Abstract
The COVID-19 pandemic will fundamentally transform every aspect of our lives on the personal, professional, national, and global levels. The crisis has made processes that might otherwise have unfolded over decades arrive all at once. Our future has come crashing into our present. As much as many of us are hoping our previous world will snap back after this crisis abates, that will not be the case. But while it is appropriate to mourn what we have lost and the tragedy of this moment, the foundations for our new lives, companies, and world are today being laid. Futurist, WHO expert adviser, Atlantic Council Senior Fellow, bestselling author, and founder of the global social movement OneShared.World, Jamie Metzl places our current crisis in its most essential context and helps communities understand how the world we’ve known is dying faster than we’d thought and imagine our new world emerging faster than we’d imagined.
About the Speaker
Jamie Metzl is a leading technology futurist and geopolitical expert, a faculty member of Singularity University Exponential Medicine, a Senior Fellow of the Atlantic Council, and founder of the global social movement OneShared.World. In 2019, he was appointed to the World Health Organization expert advisory committee on human genome editing. Jamie previously served in the U.S. National Security Council, State Department, and Senate Foreign Relations Committee and with the United Nations in Cambodia. Jamie appears regularly on national and international media and his syndicated columns and other writing in science, technology, and global affairs are featured in publications around the world. He is the author of Western Responses to Human Rights Abuses in Cambodia, 1975-80, the historical novel The Depths of the Sea, the genetics sci-fi thrillers Genesis Code and Eternal Sonata, and the recent bestseller, Hacking Darwin: Genetic Engineering and the Future of Humanity. Jamie holds a Ph.D. from Oxford, a law degree from Harvard Law School, and is a graduate of Brown University.
About the Moderator
Tommy Koh is currently Professor of Law at NUS; Ambassador-At-Large at the Ministry of Foreign Affairs; the Rector of the Tembusu College at NUS; Chairman of the Governing Board of the Centre for International Law at the National University of Singapore (NUS) and Special Adviser to IPS. He is the Chairman of the International Advisory Panel of the Asia Research Institute (NUS) and Chairman of the Advisory Committee of the Master’s Degree on Environmental Management (NUS). He is also the Co-chairman of the Asian Development Bank’s Advisory Committee on Water and Sanitation. He is the Chairman of the Board of Directors of the SymAsia Foundation of Credit Suisse (pro bono).

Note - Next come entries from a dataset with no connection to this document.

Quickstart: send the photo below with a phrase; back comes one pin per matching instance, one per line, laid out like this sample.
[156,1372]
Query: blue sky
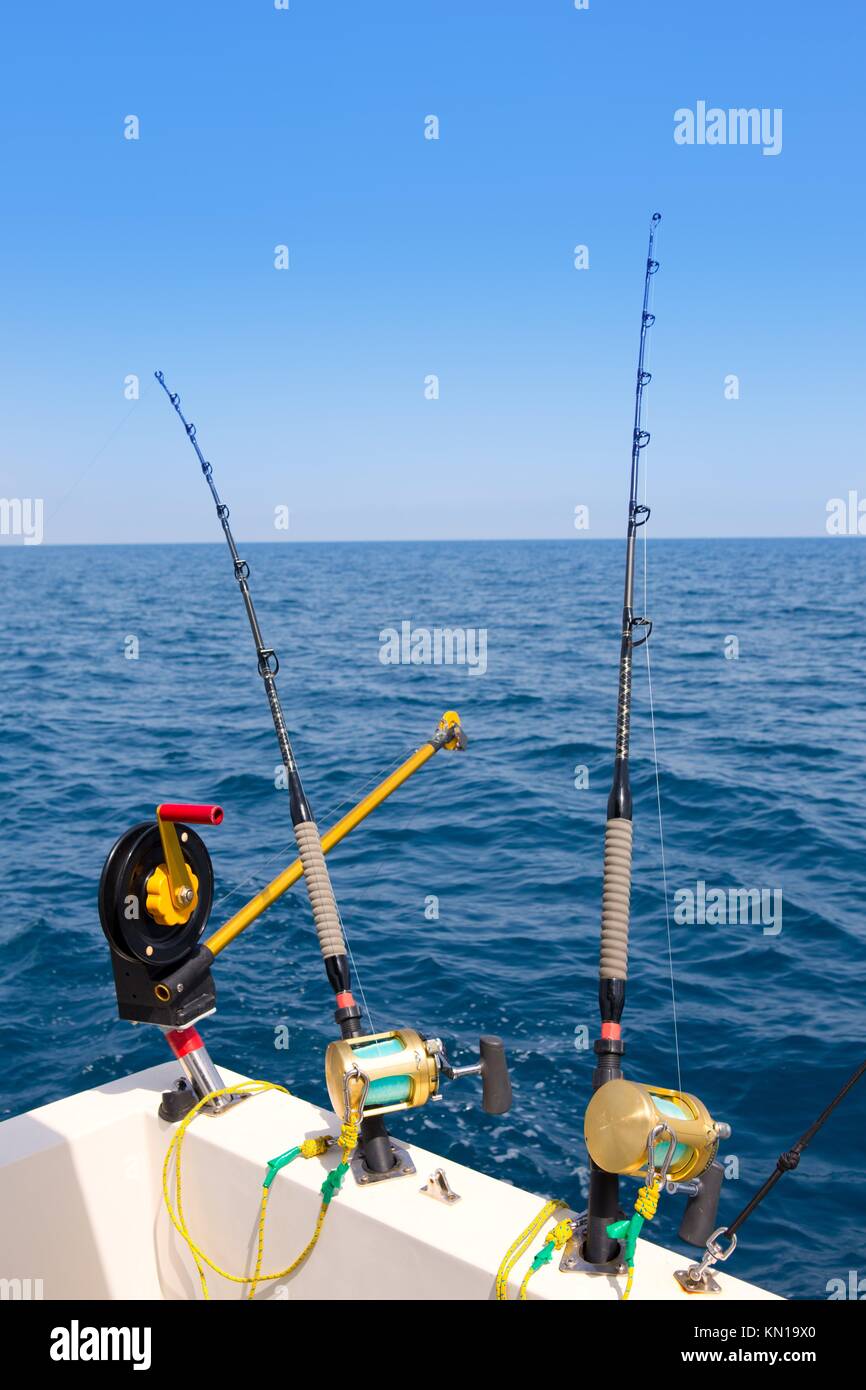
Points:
[262,127]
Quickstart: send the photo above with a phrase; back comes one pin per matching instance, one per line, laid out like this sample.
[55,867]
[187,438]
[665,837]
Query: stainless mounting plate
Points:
[706,1283]
[439,1189]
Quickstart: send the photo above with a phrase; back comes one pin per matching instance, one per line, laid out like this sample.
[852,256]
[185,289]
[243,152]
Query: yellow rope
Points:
[645,1205]
[520,1246]
[346,1141]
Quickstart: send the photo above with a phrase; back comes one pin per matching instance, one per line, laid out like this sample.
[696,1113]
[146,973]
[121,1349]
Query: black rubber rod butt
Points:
[701,1216]
[495,1080]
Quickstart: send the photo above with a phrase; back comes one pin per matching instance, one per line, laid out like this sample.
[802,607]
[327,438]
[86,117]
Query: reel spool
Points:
[622,1118]
[402,1070]
[154,898]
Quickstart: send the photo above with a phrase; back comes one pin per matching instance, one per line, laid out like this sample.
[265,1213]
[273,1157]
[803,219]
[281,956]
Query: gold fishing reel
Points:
[401,1070]
[627,1126]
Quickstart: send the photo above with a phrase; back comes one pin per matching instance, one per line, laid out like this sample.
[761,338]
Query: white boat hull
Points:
[82,1214]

He had served as Dean of the Faculty of Law of NUS, Singapore’s Permanent Representative to the United Nations in New York, Ambassador to the United States of America, High Commissioner to Canada and Ambassador to Mexico. He was President of the Third UN Conference on the Law of the Sea. He was also the Chairman of the Preparatory Committee for and the Main Committee of the UN Conference on Environment and Development (Earth Summit). He was the UN Secretary General’s Special Envoy to Russia, Estonia, Latvia and Lithuania. He was the founding Chairman of the National Arts Council, founding Executive Director of the Asia-Europe Foundation and former Chairman of the National Heritage Board. He was Singapore’s Chief Negotiator in negotiating an agreement to establish diplomatic relations between Singapore and China. He was also Singapore’s Chief Negotiator for the US-Singapore Free Trade Agreement. He acted as Singapore’s Agent in two legal disputes with Malaysia. He has chaired two dispute panels for the WTO. He is the Co‑Chairman of the China‑Singapore Forum and the Japan-Singapore Symposium.
Professor Koh has received awards from the Governments of Singapore, Chile, Finland, France, Japan, Netherlands, Spain and the United States. Professor Koh received the Champion of the Earth Award from UNEP and the inaugural President’s Award for the Environment from Singapore. He was conferred with honorary doctoral degrees in law by Yale and Monash Universities. Harvard University conferred on him the Great Negotiator Award in 2014.